Acabamos nos acostumando tanto com a idéia de “padrões” como sendo algo bom que acabamos utilizando padrões nos lugares errados. O conceito de “boas práticas” parte do princípio de que existe uma “melhor forma” de resolver um determinado problema. Ou seja, de que todo problema pode ser removido de seu contexto, e uma “melhor forma” de resolver esse problema pode ser descrita e compartilhada. Infelizmente isso tem causado muito problema para as organizações pelo simples fato de que é impossível isolar um problema de seu contexto.”

Tão ignorante quanto o possa ser uma criatura humana

O trabalhador que sabe cada vez mais sobre cada vez menos

Atualmente diversas empresas estão buscando abandonar a visão mecanicista do homem-máquina/empresa-máquina e adotar uma visão mais abrangente, holística, no que diz respeito a seus negócios, funcionários, mercado, etc.
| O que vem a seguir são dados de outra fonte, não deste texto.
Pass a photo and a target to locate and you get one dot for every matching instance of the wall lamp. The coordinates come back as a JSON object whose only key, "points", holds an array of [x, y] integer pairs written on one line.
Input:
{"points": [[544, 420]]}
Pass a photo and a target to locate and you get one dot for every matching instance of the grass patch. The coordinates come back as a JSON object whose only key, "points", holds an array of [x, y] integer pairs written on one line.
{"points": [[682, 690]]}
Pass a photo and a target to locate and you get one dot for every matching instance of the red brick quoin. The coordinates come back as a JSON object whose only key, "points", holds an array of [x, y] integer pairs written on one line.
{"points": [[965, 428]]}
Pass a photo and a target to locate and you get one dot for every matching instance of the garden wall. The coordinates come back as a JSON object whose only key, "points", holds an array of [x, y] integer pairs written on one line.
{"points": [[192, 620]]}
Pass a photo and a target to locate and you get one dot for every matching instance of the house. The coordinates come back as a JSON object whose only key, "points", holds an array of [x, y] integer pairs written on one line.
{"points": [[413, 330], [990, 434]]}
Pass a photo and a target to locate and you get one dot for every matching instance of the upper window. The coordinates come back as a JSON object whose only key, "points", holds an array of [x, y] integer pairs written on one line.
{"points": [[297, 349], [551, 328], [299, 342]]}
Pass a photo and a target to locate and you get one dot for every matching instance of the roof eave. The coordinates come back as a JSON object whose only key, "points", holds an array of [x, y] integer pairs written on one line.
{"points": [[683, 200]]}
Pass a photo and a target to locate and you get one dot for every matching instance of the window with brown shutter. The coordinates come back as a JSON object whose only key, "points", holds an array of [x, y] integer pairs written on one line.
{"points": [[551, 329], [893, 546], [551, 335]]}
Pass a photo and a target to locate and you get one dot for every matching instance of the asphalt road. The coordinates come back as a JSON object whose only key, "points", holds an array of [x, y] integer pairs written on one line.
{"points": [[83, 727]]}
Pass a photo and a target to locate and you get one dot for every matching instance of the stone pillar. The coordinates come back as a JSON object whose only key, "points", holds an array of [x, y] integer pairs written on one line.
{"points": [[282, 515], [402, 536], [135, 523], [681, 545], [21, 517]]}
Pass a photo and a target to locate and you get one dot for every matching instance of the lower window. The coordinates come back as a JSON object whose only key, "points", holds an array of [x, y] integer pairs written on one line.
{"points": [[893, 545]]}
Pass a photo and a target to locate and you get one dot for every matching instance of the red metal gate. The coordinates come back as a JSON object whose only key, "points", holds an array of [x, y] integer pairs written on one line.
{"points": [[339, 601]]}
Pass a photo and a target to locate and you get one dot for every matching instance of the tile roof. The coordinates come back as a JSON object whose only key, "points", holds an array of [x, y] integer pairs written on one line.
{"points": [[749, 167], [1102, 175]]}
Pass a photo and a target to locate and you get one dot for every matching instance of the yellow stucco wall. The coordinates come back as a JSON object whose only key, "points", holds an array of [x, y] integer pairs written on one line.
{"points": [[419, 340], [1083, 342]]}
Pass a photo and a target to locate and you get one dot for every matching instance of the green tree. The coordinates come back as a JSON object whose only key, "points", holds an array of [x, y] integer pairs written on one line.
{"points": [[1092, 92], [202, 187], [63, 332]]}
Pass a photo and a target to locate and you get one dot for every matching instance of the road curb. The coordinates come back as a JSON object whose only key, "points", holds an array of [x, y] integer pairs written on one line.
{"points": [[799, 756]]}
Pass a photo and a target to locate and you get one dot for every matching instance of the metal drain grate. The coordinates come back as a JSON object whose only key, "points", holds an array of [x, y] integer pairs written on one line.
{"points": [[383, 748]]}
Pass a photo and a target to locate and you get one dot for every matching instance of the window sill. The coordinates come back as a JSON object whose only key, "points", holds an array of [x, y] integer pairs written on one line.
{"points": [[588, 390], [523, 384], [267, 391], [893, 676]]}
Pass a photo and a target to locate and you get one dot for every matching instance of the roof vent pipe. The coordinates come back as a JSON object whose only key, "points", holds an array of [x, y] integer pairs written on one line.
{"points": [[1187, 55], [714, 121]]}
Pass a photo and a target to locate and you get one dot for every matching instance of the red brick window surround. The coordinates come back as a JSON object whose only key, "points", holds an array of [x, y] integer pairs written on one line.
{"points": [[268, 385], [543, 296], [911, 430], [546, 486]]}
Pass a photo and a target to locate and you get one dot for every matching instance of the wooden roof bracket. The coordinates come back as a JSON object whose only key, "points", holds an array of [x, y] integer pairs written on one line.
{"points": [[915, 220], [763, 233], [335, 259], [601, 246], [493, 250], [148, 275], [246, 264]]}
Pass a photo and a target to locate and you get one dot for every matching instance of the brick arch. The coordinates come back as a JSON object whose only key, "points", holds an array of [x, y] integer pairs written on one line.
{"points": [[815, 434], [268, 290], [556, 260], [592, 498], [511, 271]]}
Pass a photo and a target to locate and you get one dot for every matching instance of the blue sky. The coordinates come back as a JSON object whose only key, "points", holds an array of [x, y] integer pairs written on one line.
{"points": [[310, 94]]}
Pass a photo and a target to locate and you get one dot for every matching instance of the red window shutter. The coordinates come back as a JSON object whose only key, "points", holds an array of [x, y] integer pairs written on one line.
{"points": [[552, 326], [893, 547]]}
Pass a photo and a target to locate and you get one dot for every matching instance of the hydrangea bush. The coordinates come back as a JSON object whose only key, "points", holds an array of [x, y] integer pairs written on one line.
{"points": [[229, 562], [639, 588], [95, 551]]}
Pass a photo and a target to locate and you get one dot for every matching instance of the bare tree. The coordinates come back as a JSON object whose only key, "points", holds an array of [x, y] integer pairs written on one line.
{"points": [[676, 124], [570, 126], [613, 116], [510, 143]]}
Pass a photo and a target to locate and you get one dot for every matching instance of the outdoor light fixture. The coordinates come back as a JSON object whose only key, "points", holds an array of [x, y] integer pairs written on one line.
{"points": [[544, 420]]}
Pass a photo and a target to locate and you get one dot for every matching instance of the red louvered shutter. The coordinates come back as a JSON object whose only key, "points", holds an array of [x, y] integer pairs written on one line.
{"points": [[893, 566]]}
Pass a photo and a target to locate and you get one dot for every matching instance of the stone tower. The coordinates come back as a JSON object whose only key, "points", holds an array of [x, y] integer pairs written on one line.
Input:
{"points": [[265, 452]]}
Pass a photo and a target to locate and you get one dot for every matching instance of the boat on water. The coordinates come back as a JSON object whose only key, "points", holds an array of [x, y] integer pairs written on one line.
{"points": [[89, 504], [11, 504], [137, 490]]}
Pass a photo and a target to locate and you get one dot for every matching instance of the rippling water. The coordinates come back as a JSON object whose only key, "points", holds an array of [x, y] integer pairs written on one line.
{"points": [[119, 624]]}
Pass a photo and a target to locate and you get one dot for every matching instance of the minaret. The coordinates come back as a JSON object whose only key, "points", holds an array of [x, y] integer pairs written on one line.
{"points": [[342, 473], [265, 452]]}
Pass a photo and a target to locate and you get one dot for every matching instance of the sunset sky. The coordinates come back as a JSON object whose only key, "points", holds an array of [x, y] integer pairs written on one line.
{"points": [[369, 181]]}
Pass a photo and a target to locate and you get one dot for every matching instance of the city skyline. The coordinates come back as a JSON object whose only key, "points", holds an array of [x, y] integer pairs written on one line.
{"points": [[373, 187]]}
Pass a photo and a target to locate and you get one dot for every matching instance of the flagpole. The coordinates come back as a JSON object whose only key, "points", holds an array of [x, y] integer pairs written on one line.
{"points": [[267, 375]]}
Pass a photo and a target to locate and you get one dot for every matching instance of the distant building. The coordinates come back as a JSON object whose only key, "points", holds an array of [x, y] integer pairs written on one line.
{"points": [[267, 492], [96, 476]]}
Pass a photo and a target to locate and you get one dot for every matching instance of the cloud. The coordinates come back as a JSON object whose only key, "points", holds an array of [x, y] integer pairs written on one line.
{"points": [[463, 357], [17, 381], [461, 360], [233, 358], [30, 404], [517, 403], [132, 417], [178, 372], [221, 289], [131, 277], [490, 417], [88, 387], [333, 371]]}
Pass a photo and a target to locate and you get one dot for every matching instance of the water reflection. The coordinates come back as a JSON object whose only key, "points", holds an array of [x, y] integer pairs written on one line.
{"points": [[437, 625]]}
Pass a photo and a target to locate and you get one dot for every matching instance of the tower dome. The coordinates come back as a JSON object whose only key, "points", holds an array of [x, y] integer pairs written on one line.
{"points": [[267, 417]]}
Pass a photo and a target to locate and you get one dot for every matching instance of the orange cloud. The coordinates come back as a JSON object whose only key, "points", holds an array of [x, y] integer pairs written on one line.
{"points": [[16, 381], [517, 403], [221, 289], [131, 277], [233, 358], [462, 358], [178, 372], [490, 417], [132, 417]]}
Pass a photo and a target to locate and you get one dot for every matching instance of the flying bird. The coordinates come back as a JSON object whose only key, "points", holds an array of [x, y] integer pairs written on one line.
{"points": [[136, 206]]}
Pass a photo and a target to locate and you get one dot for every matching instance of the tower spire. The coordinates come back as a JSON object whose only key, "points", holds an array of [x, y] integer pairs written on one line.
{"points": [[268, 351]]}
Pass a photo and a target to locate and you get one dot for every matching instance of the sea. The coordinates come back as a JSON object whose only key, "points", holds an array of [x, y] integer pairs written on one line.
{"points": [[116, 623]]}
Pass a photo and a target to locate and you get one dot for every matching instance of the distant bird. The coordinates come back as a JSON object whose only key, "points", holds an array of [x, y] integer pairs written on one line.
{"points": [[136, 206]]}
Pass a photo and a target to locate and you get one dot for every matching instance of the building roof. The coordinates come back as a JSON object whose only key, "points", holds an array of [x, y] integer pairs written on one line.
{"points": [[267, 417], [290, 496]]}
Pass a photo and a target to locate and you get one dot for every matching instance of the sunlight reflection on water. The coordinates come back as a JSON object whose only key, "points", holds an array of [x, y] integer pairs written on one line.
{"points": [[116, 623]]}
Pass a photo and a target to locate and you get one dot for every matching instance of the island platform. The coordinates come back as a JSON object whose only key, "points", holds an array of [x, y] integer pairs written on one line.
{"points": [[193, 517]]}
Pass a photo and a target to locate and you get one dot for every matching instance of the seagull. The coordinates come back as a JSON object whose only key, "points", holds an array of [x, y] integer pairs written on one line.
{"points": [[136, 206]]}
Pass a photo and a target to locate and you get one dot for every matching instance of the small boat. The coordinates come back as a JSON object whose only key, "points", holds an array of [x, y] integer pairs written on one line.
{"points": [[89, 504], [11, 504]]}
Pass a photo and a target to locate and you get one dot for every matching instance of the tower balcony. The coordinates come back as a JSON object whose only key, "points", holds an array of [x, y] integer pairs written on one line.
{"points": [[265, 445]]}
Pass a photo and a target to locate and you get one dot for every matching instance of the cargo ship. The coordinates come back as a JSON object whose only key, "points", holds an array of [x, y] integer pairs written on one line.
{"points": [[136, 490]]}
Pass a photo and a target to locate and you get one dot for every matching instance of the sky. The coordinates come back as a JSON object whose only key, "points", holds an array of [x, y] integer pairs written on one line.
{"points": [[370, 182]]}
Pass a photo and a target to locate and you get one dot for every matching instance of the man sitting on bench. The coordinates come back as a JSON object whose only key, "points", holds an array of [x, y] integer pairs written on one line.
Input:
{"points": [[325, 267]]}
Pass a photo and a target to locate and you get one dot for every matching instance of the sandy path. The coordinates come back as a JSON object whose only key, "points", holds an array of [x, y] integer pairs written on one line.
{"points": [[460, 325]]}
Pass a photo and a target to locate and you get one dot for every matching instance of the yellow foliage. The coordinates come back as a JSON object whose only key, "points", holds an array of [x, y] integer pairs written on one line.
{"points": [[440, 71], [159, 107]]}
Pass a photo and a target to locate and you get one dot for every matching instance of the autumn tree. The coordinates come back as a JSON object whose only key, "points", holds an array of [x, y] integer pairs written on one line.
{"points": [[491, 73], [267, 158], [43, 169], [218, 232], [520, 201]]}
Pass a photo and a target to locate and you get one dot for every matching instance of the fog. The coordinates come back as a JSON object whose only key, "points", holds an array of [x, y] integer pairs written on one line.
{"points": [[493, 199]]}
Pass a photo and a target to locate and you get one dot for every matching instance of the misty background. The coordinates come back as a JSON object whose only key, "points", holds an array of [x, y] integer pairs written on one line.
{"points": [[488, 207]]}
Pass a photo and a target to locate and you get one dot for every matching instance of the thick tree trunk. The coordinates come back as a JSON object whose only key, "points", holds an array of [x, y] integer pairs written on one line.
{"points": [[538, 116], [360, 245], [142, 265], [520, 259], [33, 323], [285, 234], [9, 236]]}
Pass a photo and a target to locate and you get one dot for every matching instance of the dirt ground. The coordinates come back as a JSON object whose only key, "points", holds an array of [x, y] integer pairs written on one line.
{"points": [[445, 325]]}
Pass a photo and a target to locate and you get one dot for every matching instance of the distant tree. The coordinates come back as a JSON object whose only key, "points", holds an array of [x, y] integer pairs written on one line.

O “engraçado” é que Adam Smith já havia previsto em seu livro Uma Investigação sobre a Natureza e as Causas da Riqueza das Nações, vulgo A riqueza das nações, é que a ultra-especialização dos funcionários seria algo alienante e prejudicial tanto aos trabalhadores como às organizações. O engraçado é que ninguém parece ter prestado atenção a essa questão, algo compreensível se levarmos em conta que esse “aviso” está escondido lá para o fim da obra com mais de 1.200 páginas escrito há 237 anos atrás.

De qualquer forma vale a penar ver o que Adam tinha a dizer

O homem que gasta toda sua vida executando algumas operações simples, cujos efeitos também são, talvez, sempre os mesmos ou mais ou menos os mesmos, não tem nenhuma oportunidade para exercitar sua compreensão ou para exercer seu espírito iventivo no sentido de encontrar meios para eliminar dificuldades que nunca ocorrem. Ele perde naturalmente o hábito de fazer isso, tornando-se geralmente tão embotado e ignorante quanto o possa ser uma criatura humana. O entorpecimento de sua mente o torna não somente incapaz de saborear ou ter alguma participação em toda conversação racional, mas também de conceber algum sentimento generoso, nobre ou terno, e, conseqüentemente, de formar algum julgamento justo até mesmo acerca de muitas das obrigações normais da vida privada. Ele é totalmente incapaz de formar juízo sobre os grandes e vastos interesses de seus país; e, a menos que se tenha empreendido um esforço inaudito para transformá-lo, é igualmente incapaz de defender seu país na guerra. A uniformidade de sua vida estagnada naturalmente corrompe a coragem de seu espírito, fazendo-o olhar com horror a vida irregular, incerta e cheia de aventuras de um soldado. Esse tipo de vida corrompe até mesmo sua atividade corporal, tornando-o incapaz de utilizar sua força física com vigor e perseverança em alguma ocupação que não aquela para a qual foi criado. Assim, a habilidade que ele adquiriu em sua ocupação específica parece ter sido adquirida à custa de suas virtudes intelectuais, sociais e marciais.

Será que já não é a hora de repensar a sua organização?